|
Auch sie waren einmal 'Hollener'
Es war ein glücklicher Zufall, die 'Hollener Chronik' in die Hand zu bekommen. Und gleich beim ersten Durchblättern entdeckte ich die Liste, die der damalige Lehrer Walter Reckel über besondere Neuanmeldungen von Schülern ab 1945 erstellt hatte: Es waren
Flüchtlingskinder.
Durch die dramatischen Ereignisse der letzten Kriegsmonate war eine unübersehbare Zahl gehetzter und verängstigter
Menschen - überwiegend Frauen und Kinder - aus dem Osten Deutsch-lands bis in die damalige Provinz Hannover gelangt ( 'Niedersachsen' gab es ja erst seit 1946.). Und ab Ende Februar 45 erreichte diese
Flüchtlingswelle auch Hollen, dessen Einwohnerzahl sich dadurch vorübergehend fast verdoppelte. Das Klassenfoto auf der Seite 209, vermutlich vom Frühjahr 1949, zeigt z.B. mehr Mädchen und Jungen aus dem
Osten als einheimische Kinder. Nimmt man dann noch die vielen Soldaten hinzu, die nach Kriegsende in zwei Gruppen ( Hauptmann Brandt bei Peter Stef-fens und Hauptmann Schertler im oberen Dorf ) nahezu ein Jahr lang
hier in Scheunen, Ställen und Schuppen bis zu ihrer Entlassung 'einquartiert' waren, dann kann man erahnen, in welchem Ausmaß sich das Leben und das Gesicht dieses kleinen Geestdorfes damals innerhalb kurzer Zeit
veränderte. Und alle mussten irgendwie miteinander zurechtkommen in dieser harten und entbehrungsreichen Zeit; - und mit einer völlig ungewissen Zukunft, wie man es sich heute wohl kaum noch
vorstellen kann. Das war nicht immer einfach und stieß häufig auch auf erhebliche Schwierigkeiten. Nicht alles war 'willkommen'. Aber es gelang doch überwiegend! Und Hollen leistete dazu einen großen Beitrag.

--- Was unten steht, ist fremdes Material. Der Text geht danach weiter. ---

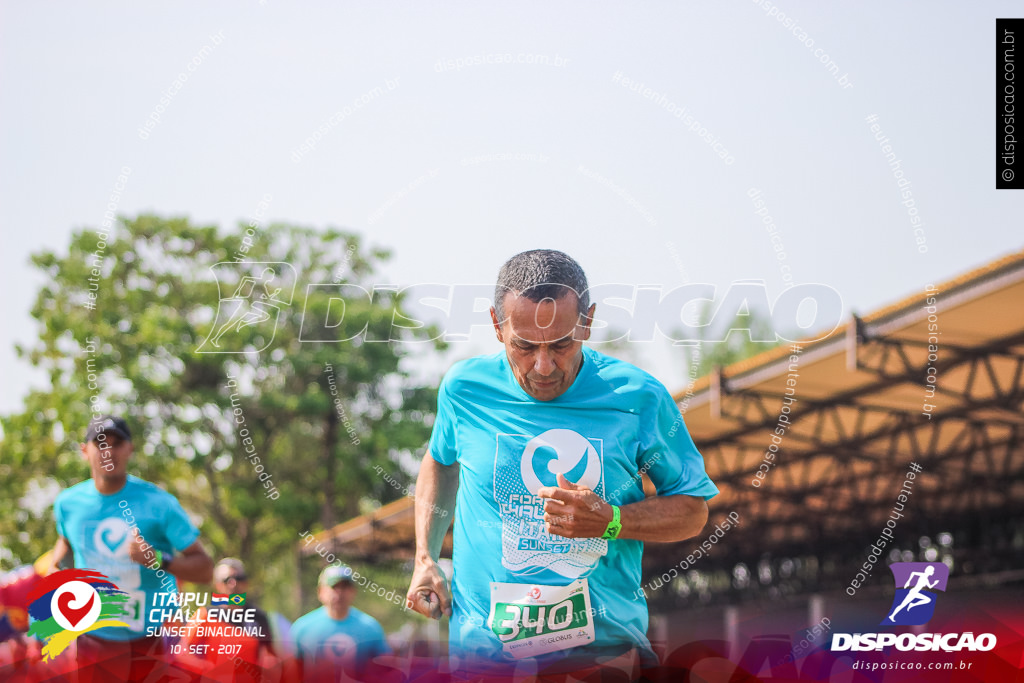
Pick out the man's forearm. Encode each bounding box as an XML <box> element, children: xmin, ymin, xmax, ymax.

Auf der Liste stehen über hundert Namen von Schulkindern - heute mit Sicherheit nahezu alle unbekannt. Aber sie waren einmal für eine unterschiedlich lange Zeit „Hollener“. Ob jemand von ihnen geblieben ist und hier seine endgültig neue Heimat gefunden hat, ist wohl kaum noch feststell-bar. Die meisten verließen über kurz oder lang ihren rettenden Zufluchtsort wieder, um anderswo in Deutschland eine bleibende Statt zu finden, überwiegend aus beruflichen Gründen. Ihre Spuren sind nach über einem halben Jahrhundert von der Zeit wohl größtenteils ebenso verweht worden,wie auch ihre mühsamen Wege, die einst nach Hollen führten, jetzt im Dunkel des Vergessenen ruhen. Aber sie alle haben unbewusst mitgeschrieben an einem besonderen Kapitel der Hollener Geschichte.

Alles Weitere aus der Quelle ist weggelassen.